Too weak a dollar and/or too strong a euro will result in a bearish break from the channel, unless the dollar price of gold can increase enough to keep the euro price within the channel and, perhaps, breaking back above line Y

Euro gold price – PM fix in Euro. Last = €1566.93 (www.kitco.com)

Silver Daily London Fix

The pressure of a Comex month end and the new NFP number, despite the latter being less than expected, took a toll on the price of silver more severe than what had happened to the price of gold. This difference is not anything new, but confirms that silver still presents the greater risk to the financial health of the Banks.

The recent firm support for a spike bottom reversal was at line H at $21.27, more than a dollar below Friday’s London fix, which at least is a positive trend; that is, if the support at line R continues to hold.

Silver daily London fix, last = $22.35 (www.kitco.com)

U.S. 10–year Treasury Note

10–year Treasury note, last = 1.356% (Investing.com )
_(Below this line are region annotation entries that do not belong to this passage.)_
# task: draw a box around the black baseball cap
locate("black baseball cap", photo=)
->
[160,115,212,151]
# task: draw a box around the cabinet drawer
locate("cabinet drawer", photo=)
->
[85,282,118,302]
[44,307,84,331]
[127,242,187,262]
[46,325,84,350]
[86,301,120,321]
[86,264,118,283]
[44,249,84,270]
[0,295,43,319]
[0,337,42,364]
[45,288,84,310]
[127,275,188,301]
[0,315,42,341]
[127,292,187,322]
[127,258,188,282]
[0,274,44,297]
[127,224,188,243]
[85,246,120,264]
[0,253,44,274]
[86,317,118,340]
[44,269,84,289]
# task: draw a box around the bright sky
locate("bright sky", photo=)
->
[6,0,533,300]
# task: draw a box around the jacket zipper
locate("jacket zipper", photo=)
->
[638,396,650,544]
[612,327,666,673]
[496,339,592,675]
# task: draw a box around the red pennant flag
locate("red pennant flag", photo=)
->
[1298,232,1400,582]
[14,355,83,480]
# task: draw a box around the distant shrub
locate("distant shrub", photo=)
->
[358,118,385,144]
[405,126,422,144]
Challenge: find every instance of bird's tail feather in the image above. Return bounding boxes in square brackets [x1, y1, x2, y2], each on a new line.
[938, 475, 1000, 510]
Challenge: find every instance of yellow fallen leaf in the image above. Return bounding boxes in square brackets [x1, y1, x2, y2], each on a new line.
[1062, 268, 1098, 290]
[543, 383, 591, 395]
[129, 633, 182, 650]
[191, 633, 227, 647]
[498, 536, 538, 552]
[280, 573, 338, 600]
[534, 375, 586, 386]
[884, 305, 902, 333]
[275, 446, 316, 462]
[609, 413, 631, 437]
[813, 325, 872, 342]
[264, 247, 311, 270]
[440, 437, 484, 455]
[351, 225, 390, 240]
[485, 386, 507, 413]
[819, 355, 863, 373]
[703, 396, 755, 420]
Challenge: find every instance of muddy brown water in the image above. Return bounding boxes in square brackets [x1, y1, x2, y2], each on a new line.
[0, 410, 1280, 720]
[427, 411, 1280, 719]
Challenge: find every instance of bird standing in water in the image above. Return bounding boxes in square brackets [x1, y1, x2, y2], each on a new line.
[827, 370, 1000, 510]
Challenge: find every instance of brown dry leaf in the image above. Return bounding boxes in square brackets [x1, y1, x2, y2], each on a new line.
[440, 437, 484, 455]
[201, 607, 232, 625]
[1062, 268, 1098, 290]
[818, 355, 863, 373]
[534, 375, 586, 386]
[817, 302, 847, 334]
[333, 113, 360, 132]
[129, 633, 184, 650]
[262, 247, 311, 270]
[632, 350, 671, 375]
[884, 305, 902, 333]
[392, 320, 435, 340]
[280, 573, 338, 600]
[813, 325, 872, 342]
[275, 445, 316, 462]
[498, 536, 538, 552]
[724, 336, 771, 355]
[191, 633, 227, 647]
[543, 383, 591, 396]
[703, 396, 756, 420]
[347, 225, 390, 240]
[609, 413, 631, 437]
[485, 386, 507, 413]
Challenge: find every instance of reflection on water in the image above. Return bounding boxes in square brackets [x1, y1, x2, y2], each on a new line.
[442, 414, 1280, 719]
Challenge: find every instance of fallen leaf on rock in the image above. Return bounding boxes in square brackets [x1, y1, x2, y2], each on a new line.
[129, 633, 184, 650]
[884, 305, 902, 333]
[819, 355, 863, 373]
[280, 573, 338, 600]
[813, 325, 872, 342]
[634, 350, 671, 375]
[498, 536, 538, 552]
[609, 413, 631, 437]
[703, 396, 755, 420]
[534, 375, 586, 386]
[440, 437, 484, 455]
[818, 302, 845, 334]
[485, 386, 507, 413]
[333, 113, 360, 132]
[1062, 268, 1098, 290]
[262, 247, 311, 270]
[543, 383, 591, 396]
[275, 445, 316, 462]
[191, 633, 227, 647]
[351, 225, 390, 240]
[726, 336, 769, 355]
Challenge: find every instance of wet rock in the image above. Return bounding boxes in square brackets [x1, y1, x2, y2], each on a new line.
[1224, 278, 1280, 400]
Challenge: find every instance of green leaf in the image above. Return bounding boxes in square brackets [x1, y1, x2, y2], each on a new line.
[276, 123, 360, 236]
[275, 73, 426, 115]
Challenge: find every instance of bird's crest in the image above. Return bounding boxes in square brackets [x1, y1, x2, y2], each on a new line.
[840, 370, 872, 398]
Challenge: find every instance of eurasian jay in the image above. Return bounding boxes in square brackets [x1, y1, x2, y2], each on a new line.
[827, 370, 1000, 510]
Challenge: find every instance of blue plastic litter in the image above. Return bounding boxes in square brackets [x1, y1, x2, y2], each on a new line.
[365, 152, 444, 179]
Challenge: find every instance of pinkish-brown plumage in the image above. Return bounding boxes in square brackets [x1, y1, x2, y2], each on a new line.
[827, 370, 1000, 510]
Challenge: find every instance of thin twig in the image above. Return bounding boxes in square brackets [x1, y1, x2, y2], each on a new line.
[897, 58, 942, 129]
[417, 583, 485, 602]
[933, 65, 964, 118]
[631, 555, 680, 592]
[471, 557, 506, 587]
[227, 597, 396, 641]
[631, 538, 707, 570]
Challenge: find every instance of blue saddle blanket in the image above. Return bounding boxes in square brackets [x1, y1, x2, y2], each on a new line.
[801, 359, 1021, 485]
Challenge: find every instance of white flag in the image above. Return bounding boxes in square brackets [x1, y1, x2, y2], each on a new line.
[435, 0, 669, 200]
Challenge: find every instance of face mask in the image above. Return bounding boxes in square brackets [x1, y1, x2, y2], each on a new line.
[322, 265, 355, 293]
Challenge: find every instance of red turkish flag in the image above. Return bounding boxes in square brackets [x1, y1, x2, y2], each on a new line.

Previously it was commented that, “Technically, many analysts would view the recent pattern as a flat topped triangle that could be anticipated to break higher above the flat top,” which is not what happened last week. If it had happened, with the yield increasing further, the obvious conclusion would have been the market had accepted the premise that , “inflation is not transitory.”

However, now that Powell himself has discredited that dream, it would appear that we have the classic behaviour pattern of investors switching between the usually counter-cyclical equity and bond markets – speculation that needs to be confirmed. If shown to be valid, this speculation implies that the Fed has to be stocking up on equities as they have earlier, and may still do on bonds. How long before the Fed becomes one of the larger if not largest investor on Wall Street?